Ph.D. in Art, Art History & Visual Studies with certificates in Feminist Studies, East Asian Studies, Information Science, and College Teaching, Duke University, 2024 M.A. in Art, Art History & Visual Studies, Duke University, 2021 M.A. in Art History, University of Toronto, 2018 B.A. in Fine Arts (Art History), University of Hong Kong, 2017
Specialties: Modern and Contemporary Korea, Imperialism of Japan and the United States, Transnational Feminism, Films and Popular Culture, History and Theory of Photography, Trauma, Memory and Affect Theory
Dr. Park teaches courses in East Asian and World History of art and visual culture, as well as thematic courses covering gender, politics, and the environment. Her research, through theoretical, interdisciplinary, and visual analyses, examines the politics of representation and violence under Japanese and United States military imperialisms in East Asia and the Asia-Pacific regions from the mid-19th century to the present. Her article, “Performing Recalcitrance: Film The Pregnant Tree and the Goblin (2019) beyond social death of sexual violence in the United States military camp-town, South Korea” has been published in Mortality.
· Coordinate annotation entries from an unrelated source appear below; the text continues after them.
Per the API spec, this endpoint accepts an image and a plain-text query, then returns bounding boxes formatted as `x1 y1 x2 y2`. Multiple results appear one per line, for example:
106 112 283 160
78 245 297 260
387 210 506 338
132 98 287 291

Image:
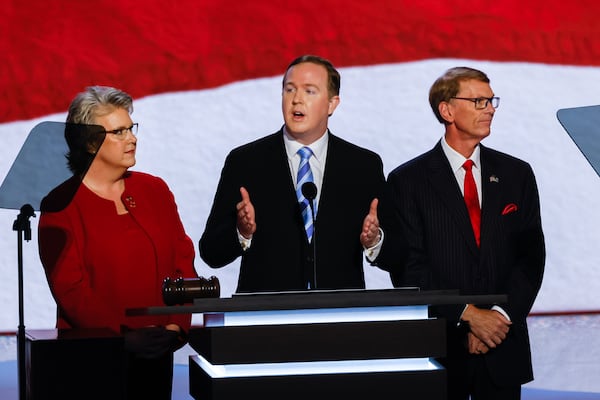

Her articles are forthcoming in Art Inquiries, Journal of Gender Studies, and Capacious: Journal for Emerging Affect Inquiry. She has chapters forthcoming in the edited volumes Adaptation of/ and/ to Environment: Ecologies of Art, Recording, and Containment (Vernon Press), and Contemporary Transnational Feminist Visual Activism and Gender-Based Violence (Routledge). Dr. Park is working on her first book, Imaging Comfort Women, which chronicles the ten-year expansion of the “comfort women” memorial called Statue of Peace (2011) in South Korea. Her second book will explore gendered practices and militarized culture of ocean diving in East and Southeast Asia. She is a co-chair of the North American Asian Feminist Collective Caucus of the National Women’s Studies Association and a member of the Committee on Diversity Practices at College Art Association. Additionally, she serves as a jury member for the Equity Diversity Inclusion Award at SECAC. Her research has been funded by the Bassi Foundation and von der Heyden Global Fellowship. She received and declined the Sue-Je Lee Gage Sunlit Residency Fellowship, as well as postdoctoral fellowships from the University of Toronto, Tulane University, Tel Aviv University, Hebrew University of Jerusalem, and Duke University.